O que tem a ver Teologia Pública com Diálogo Inter-religioso?
Desde seu nascimento, o Cristianismo se viu inserido dentro de um ambiente de variedade religiosa. Foram diversos os embates ao longo dos primeiros séculos da era cristã na tentativa de se chegar a uma confissão comum a respeito daquilo que se cria frente às diversas concorrências, tais como o gnosticismo e o próprio judaísmo, sendo esse último, muitas vezes, duramente acusado por alguns cristãos, tais como Atanásio, de ter sido o responsável pela crucificação de Jesus. Também dentro do próprio cristianismo foram grandes as controvérsias e, principalmente após a cristianização do Império Romano, algumas se mostraram tão importantes para a população que, em determinados períodos, como no caso da controvérsia ariana, era possível ouvir nas ruas e em todo lugar conversas a respeito de posições contra e a favor de Ário.

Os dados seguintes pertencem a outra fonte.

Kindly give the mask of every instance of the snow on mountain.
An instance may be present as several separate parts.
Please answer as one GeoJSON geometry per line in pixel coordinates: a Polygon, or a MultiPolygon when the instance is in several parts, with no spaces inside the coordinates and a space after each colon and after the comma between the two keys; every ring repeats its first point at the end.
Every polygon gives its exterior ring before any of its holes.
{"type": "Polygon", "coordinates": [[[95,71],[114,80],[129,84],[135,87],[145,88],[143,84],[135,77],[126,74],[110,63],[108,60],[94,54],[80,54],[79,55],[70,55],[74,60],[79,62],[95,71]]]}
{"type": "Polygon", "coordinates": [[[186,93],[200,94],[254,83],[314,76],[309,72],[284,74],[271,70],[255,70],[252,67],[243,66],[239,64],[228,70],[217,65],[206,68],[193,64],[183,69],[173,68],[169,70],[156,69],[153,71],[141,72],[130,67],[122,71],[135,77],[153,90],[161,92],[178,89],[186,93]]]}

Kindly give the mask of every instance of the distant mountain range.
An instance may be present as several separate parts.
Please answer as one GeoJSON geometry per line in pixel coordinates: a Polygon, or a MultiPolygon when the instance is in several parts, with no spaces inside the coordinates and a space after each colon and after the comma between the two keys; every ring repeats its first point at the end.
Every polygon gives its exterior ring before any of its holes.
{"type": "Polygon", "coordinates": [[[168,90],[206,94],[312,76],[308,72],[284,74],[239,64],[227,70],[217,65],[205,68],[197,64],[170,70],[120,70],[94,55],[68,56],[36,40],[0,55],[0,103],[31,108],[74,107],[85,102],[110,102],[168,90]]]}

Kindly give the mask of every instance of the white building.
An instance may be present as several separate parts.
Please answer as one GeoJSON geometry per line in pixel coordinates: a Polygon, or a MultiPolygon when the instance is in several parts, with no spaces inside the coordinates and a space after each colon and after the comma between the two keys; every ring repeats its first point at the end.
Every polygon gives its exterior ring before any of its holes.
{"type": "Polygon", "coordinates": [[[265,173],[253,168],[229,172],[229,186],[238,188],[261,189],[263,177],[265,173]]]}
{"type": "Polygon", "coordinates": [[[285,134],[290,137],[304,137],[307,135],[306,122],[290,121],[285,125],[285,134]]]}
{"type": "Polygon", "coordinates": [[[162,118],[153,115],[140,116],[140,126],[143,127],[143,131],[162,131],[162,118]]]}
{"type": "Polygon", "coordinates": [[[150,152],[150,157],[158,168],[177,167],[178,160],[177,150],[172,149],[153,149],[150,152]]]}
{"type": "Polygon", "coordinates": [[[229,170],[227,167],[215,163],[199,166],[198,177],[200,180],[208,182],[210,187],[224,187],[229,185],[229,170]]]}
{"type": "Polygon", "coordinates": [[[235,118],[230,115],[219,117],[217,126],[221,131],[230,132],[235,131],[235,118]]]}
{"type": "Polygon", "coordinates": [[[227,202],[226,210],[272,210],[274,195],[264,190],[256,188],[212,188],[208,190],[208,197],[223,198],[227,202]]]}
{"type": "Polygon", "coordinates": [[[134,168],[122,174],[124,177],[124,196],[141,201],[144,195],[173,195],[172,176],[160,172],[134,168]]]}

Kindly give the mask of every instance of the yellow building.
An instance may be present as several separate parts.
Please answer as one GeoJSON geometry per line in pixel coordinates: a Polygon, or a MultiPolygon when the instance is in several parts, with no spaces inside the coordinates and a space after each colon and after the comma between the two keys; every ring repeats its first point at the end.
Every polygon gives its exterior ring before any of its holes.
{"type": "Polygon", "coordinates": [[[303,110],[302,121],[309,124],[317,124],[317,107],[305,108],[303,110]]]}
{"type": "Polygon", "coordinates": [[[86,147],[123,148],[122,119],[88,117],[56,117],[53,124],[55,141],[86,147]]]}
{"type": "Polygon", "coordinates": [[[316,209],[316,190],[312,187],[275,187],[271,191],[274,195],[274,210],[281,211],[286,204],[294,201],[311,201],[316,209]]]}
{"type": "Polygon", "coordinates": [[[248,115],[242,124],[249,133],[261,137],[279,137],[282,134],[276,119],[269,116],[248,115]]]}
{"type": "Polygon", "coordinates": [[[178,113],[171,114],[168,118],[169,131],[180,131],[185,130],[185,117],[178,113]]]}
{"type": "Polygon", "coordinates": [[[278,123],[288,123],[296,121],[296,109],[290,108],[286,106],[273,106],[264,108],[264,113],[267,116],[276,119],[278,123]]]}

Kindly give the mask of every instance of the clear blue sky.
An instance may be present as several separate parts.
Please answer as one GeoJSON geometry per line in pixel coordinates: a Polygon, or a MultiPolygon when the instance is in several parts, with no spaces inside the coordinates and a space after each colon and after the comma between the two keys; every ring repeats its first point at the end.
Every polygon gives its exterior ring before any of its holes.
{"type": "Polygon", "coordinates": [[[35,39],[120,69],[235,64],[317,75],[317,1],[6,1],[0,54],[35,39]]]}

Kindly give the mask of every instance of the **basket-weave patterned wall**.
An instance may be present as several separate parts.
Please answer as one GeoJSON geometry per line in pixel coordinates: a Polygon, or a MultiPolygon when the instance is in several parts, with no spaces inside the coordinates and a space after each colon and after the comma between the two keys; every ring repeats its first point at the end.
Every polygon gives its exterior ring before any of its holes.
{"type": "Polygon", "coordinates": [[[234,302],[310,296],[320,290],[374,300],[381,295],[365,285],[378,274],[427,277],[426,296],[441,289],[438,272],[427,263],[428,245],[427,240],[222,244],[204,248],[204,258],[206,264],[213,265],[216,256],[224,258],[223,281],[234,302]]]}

Com a Idade Média, em que a Igreja se mostra como lugar de poder no Ocidente, o aspecto da variedade religiosa toma contornos mais extremistas, uma vez que toda e qualquer outra religião que não fosse a cristã confessada pela Igreja deveria ter os seus adeptos mortos. Como exemplo, pode-se tomar a constante perseguição religiosa a judeus e muçulmanos nesse período, culminando com o evento das Cruzadas contra o povo muçulmano.
Nesses dois momentos da história, é clara a participação da população na preocupação a respeito da fé e das questões concernentes à teologia e seu embate com as outras religiões. O motivo era muito simples: devido ao estado cristão que se havia formado após a conversão de Constantino, pensar nas categorias teológicas tinha a ver com pensar a própria vida e com seu se portar na sociedade. Uma vez que crer certo tinha a ver com falar certo aquilo que se cria, era importante estar antenado com a posição oficial da Igreja a fim de evitar problemas para si e sua família.
Com a Reforma Protestante no século XVI, o poder da Igreja começa a ruir e, ao longo dos séculos seguintes, ser cristão passa a ser somente uma opção dentre as várias outras religiões existentes. Ainda que houvesse tentativas de mostrar que o Cristianismo era a melhor religião possível e se vivesse às sombras de uma ambiente cristão em quase toda Europa, a diversidade religiosa, bem como a ausência de uma religiosidade começaram a crescer, até ter seu ápice na Idade Contemporânea na qual se vive atualmente.
Com isso em mente, pensar a necessidade de diálogo inter-religioso como uma tarefa importante e que poderia ser levada a cabo por parte das autoridades religiosas e populações existentes no mundo contemporâneo deveria ser visto como algo trivial e de caráter público. Contudo, mesmo que tenha havido diversos cristãos e membros de outras religiões que se propuseram a dialogar entre si a fim de tentar criar um ambiente de paz no mundo, ainda é extremamente comum que os povos se persigam mutualmente por causa de questões doutrinais e religiosas.
Diante disso, é possível perceber que a teologia pública e a teologia do diálogo inter-religioso se inter-relacionam de maneira profunda. Assim, como desafio dessa inter-relação, ao mesmo tempo que se deve perguntar se a intolerância religiosa pode ser vista como um dos motivos pelos quais a teologia perde seu caráter público na sociedade, uma vez que ninguém quer ouvir um discurso que se pressupõe como detentor de verdade e condenador de outras formas de religiosidade, deve-se também se perguntar pelo papel fundamental da teologia de diálogo inter-religioso para a abertura a uma teologia pública, uma vez que a questão das religiões ainda tem um papel importantíssimo na vida das sociedades contemporâneas.
Assim, a teologia atual se mostra com duas tarefas importantíssimas: em primeiro, está aberta para dialogar honestamente com as outras religiões existentes no mundo; em segundo, se tornar uma voz que seja ouvida e demandada pela população de diversas sociedades.